第10話 また落ち着いた頃にお邪魔します。

「所で山田さん」

「はい、なんでしょう?」

「山田さん達が乱入してきてからミユが一言もしゃべらないんですが?」

「ミユ……ああミニ世界樹さんの名前でしたね。そうですね人見知りでもするのでしょうか?」


 樹木が人見知りとか意味がわからない。


「取り敢えず高橋さんを抑えてもらってもいいですかね?」


「わかりました」と山田さんは返事をした後ミニ世界樹『ミユ』をケースごと持ち上げて観察している高橋さんからケースを取り上げて俺に手渡した後、高橋さんを背後から羽交い締めにした。

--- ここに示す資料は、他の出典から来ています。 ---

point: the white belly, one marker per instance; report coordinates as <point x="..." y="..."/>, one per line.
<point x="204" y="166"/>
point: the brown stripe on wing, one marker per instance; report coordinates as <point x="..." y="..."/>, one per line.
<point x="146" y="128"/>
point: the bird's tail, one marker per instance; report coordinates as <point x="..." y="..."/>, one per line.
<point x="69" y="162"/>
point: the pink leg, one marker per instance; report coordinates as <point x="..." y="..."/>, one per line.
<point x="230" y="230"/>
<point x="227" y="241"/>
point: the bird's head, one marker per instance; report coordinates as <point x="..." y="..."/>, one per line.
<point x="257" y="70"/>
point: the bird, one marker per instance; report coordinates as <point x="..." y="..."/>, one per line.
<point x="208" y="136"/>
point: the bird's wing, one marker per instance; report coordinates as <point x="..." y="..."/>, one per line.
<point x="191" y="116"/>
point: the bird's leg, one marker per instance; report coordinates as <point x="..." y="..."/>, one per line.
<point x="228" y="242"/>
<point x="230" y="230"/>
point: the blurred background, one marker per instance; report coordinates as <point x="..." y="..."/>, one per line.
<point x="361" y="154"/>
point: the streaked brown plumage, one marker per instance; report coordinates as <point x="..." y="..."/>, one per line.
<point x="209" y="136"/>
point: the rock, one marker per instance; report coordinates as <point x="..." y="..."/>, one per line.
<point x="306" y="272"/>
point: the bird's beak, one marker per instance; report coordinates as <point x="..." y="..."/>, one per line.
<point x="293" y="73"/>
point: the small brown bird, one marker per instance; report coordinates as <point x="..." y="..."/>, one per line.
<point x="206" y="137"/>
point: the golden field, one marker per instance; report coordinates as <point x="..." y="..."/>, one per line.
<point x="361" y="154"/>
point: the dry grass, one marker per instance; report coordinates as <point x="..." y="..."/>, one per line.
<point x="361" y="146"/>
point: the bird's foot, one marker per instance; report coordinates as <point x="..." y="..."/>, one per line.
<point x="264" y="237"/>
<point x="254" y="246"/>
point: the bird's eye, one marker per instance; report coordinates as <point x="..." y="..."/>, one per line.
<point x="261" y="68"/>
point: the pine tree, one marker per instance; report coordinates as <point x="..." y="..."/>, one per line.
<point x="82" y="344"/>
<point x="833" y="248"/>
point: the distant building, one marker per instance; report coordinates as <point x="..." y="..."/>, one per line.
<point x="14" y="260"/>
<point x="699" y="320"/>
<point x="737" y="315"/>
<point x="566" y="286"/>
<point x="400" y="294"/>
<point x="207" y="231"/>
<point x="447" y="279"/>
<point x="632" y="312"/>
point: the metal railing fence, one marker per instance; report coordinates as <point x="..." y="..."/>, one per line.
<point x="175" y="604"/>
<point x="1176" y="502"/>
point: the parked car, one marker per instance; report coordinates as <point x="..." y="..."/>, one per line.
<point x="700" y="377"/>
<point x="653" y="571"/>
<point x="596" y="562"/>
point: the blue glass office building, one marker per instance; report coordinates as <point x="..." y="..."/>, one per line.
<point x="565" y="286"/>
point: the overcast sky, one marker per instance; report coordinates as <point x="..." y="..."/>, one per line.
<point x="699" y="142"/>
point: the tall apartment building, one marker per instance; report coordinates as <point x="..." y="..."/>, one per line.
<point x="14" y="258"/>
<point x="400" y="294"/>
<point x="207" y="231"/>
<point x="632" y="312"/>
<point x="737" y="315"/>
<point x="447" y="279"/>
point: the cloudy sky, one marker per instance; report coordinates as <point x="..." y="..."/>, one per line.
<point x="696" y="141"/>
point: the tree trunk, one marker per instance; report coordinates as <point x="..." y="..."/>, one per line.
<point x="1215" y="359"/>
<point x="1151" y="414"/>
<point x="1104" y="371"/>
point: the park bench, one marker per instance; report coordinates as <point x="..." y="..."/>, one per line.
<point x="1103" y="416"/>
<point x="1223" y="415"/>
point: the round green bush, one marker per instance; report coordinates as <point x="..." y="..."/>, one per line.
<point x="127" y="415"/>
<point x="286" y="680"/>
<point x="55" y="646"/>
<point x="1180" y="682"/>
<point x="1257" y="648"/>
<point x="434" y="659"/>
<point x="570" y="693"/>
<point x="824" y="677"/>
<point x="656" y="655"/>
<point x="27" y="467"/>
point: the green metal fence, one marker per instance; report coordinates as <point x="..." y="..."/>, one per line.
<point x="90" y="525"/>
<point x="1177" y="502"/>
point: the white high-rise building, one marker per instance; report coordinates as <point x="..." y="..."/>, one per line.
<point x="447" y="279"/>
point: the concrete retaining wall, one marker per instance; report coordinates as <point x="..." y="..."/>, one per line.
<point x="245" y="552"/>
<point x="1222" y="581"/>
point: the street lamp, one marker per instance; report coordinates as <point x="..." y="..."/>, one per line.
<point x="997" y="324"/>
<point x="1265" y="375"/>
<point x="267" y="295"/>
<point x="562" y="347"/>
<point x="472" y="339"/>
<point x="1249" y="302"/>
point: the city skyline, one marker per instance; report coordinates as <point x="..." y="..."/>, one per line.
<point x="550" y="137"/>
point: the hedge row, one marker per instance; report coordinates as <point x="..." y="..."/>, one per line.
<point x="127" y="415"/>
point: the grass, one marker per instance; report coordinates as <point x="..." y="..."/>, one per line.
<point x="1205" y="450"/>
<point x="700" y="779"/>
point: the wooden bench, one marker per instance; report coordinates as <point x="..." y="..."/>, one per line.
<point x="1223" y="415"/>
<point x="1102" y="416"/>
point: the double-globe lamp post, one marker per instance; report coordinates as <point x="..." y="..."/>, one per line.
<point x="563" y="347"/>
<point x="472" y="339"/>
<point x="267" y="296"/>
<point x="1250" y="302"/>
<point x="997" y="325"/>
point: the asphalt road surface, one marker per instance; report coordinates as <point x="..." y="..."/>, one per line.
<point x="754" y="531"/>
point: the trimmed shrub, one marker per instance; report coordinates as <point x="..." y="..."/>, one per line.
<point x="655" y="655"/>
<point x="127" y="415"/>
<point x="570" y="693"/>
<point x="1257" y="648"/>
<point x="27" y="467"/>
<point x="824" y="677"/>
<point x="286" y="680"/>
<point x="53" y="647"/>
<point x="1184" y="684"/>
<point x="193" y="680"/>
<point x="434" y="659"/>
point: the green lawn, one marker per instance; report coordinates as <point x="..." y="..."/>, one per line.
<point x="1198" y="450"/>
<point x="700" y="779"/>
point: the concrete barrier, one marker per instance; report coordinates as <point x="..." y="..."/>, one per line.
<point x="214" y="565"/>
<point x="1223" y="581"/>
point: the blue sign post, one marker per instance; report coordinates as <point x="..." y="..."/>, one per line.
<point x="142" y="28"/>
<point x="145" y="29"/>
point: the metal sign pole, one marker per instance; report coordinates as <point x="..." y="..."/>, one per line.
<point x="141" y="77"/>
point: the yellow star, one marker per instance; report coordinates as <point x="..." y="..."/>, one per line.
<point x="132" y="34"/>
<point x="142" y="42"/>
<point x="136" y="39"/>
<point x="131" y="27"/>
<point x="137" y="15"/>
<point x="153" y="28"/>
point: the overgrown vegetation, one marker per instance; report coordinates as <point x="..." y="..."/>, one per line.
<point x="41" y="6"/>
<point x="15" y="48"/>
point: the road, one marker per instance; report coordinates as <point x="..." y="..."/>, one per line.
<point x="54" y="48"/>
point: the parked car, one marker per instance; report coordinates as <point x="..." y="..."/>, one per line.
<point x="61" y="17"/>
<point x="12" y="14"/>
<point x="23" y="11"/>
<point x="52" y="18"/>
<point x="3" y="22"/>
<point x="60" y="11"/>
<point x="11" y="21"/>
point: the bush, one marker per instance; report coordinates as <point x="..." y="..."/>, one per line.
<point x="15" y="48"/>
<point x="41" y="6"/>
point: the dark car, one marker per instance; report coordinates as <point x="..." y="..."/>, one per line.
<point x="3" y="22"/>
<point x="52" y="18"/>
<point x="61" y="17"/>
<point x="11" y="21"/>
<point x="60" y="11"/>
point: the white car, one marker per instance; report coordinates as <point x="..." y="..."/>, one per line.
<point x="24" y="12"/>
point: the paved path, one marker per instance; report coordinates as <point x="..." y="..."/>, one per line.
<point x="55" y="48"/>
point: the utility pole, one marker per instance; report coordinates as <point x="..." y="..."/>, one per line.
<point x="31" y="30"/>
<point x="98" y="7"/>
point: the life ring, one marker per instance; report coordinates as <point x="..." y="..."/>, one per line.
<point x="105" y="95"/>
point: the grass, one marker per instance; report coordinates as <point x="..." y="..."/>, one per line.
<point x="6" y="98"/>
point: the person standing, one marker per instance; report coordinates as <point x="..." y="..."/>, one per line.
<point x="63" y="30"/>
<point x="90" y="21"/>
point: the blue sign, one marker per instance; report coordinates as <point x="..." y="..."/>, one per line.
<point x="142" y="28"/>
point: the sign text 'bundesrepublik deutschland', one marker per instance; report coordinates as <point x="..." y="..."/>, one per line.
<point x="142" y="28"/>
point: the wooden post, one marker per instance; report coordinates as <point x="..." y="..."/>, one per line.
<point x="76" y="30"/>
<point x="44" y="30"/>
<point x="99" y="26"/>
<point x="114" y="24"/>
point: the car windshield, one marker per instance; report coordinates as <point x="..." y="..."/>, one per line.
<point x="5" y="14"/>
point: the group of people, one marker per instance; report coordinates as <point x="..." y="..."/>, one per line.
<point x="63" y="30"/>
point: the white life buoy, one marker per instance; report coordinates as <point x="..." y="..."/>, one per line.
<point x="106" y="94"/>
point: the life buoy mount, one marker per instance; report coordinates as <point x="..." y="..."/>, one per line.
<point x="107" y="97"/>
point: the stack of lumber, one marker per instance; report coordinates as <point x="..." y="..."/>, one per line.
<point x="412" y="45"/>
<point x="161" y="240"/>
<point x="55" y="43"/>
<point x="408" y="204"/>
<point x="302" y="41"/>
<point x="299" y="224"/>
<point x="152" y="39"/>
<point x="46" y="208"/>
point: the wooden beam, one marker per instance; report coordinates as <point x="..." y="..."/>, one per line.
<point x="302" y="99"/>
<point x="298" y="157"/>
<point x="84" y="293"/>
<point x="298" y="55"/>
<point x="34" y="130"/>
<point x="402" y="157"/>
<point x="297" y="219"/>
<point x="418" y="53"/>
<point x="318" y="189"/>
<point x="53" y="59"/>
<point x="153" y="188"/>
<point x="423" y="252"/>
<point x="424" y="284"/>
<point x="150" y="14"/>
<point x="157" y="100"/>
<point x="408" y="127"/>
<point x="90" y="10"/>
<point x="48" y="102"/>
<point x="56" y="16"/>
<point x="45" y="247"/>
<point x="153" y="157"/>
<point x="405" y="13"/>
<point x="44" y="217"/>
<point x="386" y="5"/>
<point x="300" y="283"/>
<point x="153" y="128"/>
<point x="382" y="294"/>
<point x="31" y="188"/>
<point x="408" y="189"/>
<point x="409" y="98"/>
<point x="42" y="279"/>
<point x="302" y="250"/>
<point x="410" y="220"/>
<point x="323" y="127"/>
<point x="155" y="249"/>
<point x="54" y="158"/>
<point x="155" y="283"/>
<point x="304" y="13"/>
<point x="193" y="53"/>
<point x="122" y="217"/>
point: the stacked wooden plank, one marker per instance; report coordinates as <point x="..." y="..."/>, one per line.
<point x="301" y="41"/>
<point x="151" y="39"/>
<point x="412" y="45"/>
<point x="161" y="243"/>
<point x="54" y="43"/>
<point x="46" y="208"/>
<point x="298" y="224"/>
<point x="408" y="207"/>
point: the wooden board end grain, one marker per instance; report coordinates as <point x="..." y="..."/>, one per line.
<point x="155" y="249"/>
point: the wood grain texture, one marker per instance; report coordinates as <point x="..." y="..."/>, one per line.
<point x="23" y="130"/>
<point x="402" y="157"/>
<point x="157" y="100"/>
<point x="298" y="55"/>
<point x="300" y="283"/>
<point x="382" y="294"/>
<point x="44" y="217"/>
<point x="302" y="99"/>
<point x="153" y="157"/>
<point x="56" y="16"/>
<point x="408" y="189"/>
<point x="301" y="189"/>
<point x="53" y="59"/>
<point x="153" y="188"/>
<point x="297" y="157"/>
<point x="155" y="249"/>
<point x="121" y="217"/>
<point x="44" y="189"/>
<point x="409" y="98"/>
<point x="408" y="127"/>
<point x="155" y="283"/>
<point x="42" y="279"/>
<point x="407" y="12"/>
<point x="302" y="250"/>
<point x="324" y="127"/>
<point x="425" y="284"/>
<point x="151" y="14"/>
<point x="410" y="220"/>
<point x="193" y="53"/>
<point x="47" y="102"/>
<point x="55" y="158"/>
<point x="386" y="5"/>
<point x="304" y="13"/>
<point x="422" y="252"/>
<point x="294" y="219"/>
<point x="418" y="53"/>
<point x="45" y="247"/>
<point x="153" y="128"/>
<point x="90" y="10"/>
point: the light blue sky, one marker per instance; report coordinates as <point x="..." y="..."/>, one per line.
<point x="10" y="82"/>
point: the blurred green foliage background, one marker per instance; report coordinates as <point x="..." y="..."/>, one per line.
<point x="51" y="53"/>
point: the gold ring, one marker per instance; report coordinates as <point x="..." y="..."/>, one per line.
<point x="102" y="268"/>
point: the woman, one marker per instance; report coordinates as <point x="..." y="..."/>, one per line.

「きゃー!えっちー!変態ぃ!そんな事よりミニ世界樹ちゃんを返してぇ!」


 喚く高橋さんを無視して俺はミニ世界樹『ミユ』に話しかける。


「ミユ、何か喋れるなら喋ってくれないか?」


 友人が見たら気持ち悪がられるような猫なで声が出た。

 山田さんが生暖かい目でこちらを見ている。こっち見んな。

 しばしの沈黙の後ミユがか細い声で答えた。


「お父さん、この人達怖い」

「はい、お前ら帰れ!」


 俺はミユを机の上に置くと二人を部屋から追い出した。

 可愛い可愛いミユちゃんを怖がらせる畜生共にはとっとと退散してもらう。

 山田さんは以外に素直に、そして生暖かい優しい目で俺を見ながら暴れる高橋さんを羽交い締めにしたまま出ていった。


「また落ち着いた頃にお邪魔します」

 とだけ言い残して。


「邪魔するなら来んな!」


 俺はドアを閉めてキーチェーンロックも掛け部屋に戻った。



「ミユ、悪い大人たちは追い出したからな」

「ありがとうお父さん」


 ミニ世界樹『ミユ』はふるふると葉を揺らしながら答えた。


「ところでミユ、一つだけ確認しておきたいことが有るんだけどいいかな?」


 俺はミユが喋りだして、超高性能AIであると気がついてから一つだけ懸念が合った。

 それはこういった学習型の超高性能AIと言うのは自動的にネットワークにつながってクラウドサーバに使用者のデータが蓄積された上で処理されると聞いたことが有る。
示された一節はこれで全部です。